Ogni ristorante ha il suo stile, ognuno la sua cucina. Ma l’accoglienza sembra il fil rouge che ancora resiste, in un settore in cui il rapporto umano e la comunicazione giocano un ruolo di primaria importanza. Nonostante le difficoltà del mercato del lavoro, il Sud per DNA continua a rappresentare l’accoglienza per definizione.

“Siamo un popolo accogliente, l’ospite è ancora ospite, rischiamo di aprire casa nostra anche se si tratta di uno sconosciuto. A me è successo a Panarea, sono finito a pranzare da una signora perché non c’era nessuna attività aperta. Nel resto del mondo non succede, la Sicilia e il Sud sono anche questo.
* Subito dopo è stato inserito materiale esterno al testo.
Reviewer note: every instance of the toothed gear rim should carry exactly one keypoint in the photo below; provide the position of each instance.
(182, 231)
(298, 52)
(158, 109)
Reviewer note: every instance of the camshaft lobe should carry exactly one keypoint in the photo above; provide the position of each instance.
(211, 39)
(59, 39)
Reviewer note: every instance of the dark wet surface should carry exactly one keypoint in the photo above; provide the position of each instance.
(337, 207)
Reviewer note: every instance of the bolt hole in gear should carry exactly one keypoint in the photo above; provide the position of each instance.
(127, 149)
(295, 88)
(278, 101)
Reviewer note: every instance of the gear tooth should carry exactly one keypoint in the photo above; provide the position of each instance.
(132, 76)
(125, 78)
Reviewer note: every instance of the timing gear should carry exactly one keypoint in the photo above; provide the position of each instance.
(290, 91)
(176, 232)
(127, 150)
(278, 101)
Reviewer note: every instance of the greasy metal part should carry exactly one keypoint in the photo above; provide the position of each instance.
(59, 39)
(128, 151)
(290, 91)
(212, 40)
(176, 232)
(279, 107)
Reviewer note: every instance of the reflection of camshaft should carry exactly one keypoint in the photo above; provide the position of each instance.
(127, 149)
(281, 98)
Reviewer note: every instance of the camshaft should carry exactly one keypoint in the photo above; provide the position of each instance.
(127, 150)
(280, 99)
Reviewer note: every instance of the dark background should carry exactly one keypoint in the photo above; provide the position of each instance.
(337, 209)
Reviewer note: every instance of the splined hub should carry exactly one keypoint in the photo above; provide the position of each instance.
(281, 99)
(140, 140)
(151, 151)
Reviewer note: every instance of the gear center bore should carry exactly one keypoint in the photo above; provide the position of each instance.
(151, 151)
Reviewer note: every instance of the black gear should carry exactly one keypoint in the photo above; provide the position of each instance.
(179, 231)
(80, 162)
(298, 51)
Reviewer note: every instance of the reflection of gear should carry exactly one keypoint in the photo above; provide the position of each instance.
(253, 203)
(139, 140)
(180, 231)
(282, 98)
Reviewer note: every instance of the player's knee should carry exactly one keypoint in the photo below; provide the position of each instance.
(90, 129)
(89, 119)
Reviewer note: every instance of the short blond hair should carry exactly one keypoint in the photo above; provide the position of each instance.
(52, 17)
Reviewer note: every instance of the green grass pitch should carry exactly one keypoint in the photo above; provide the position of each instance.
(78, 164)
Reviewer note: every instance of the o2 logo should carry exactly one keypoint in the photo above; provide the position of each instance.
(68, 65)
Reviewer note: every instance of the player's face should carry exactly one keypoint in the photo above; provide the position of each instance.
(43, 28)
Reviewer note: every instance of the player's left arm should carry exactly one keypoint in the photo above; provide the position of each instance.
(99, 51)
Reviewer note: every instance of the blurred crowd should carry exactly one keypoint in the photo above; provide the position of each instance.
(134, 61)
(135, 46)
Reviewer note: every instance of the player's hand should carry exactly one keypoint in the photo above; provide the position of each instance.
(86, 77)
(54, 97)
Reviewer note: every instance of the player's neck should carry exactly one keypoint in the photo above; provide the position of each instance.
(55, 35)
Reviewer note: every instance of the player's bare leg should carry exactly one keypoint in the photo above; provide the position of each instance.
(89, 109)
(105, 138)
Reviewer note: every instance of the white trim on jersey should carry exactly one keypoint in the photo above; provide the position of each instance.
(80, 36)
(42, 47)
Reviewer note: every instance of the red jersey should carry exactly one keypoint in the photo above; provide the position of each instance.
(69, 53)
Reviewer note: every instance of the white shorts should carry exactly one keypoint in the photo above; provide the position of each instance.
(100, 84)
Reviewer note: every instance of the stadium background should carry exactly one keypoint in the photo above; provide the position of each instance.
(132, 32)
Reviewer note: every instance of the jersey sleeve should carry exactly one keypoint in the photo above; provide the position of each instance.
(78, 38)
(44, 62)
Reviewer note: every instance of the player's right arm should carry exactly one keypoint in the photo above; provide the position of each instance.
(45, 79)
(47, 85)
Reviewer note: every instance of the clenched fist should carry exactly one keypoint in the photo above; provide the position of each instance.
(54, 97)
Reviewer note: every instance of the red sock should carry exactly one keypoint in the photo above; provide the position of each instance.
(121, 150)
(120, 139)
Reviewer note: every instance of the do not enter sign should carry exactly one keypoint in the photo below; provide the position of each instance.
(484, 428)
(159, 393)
Ma dobbiamo fare in fretta e formare i nostri ragazzi, siamo un Paese dalle grandi potenzialità ma c’è bisogno di professionalità. Il settore della ristorazione può far crescere tanto, far guadagnare subito e dare tante soddisfazioni”, sottolinea Natale Giunta.

“La ristorazione del Sud ha la caratteristica di avere una forte riconoscibilità dei sapori e un servizio affettuoso e familiare, cosa che si sta perdendo. Il rapporto con il territorio in cui ci si trova è profondo, il piatto si identifica nel territorio e viceversa”, ribatte Carmine Fischetti

E a dar man forte ad un cambio generazionale che sta plasmando alcuni tratti della ristorazione meridionale, a favore di addetti ai lavori più professionali e consapevoli, ci sono i rientri dei giovani che fanno gavetta all’estero, ma scelgono di aprire le proprie attività nei piccoli borghi del Sud dove sono cresciuti.

“Si può parlare di una ristorazione del Sud perché stiamo assistendo ad un grande ritorno. Molti ragazzi stanno investendo nel proprio territorio e hanno portato una ventata di freschezza. Finalmente c’è un ricambio, senza voltare le spalle alla cucina tradizionale”, incalza Antonello Magistà, “le tecniche e le tecnologie consentono un nuovo corso pur partendo dai classici. Occasione per fare un tributo al territorio prendendone ispirazione”.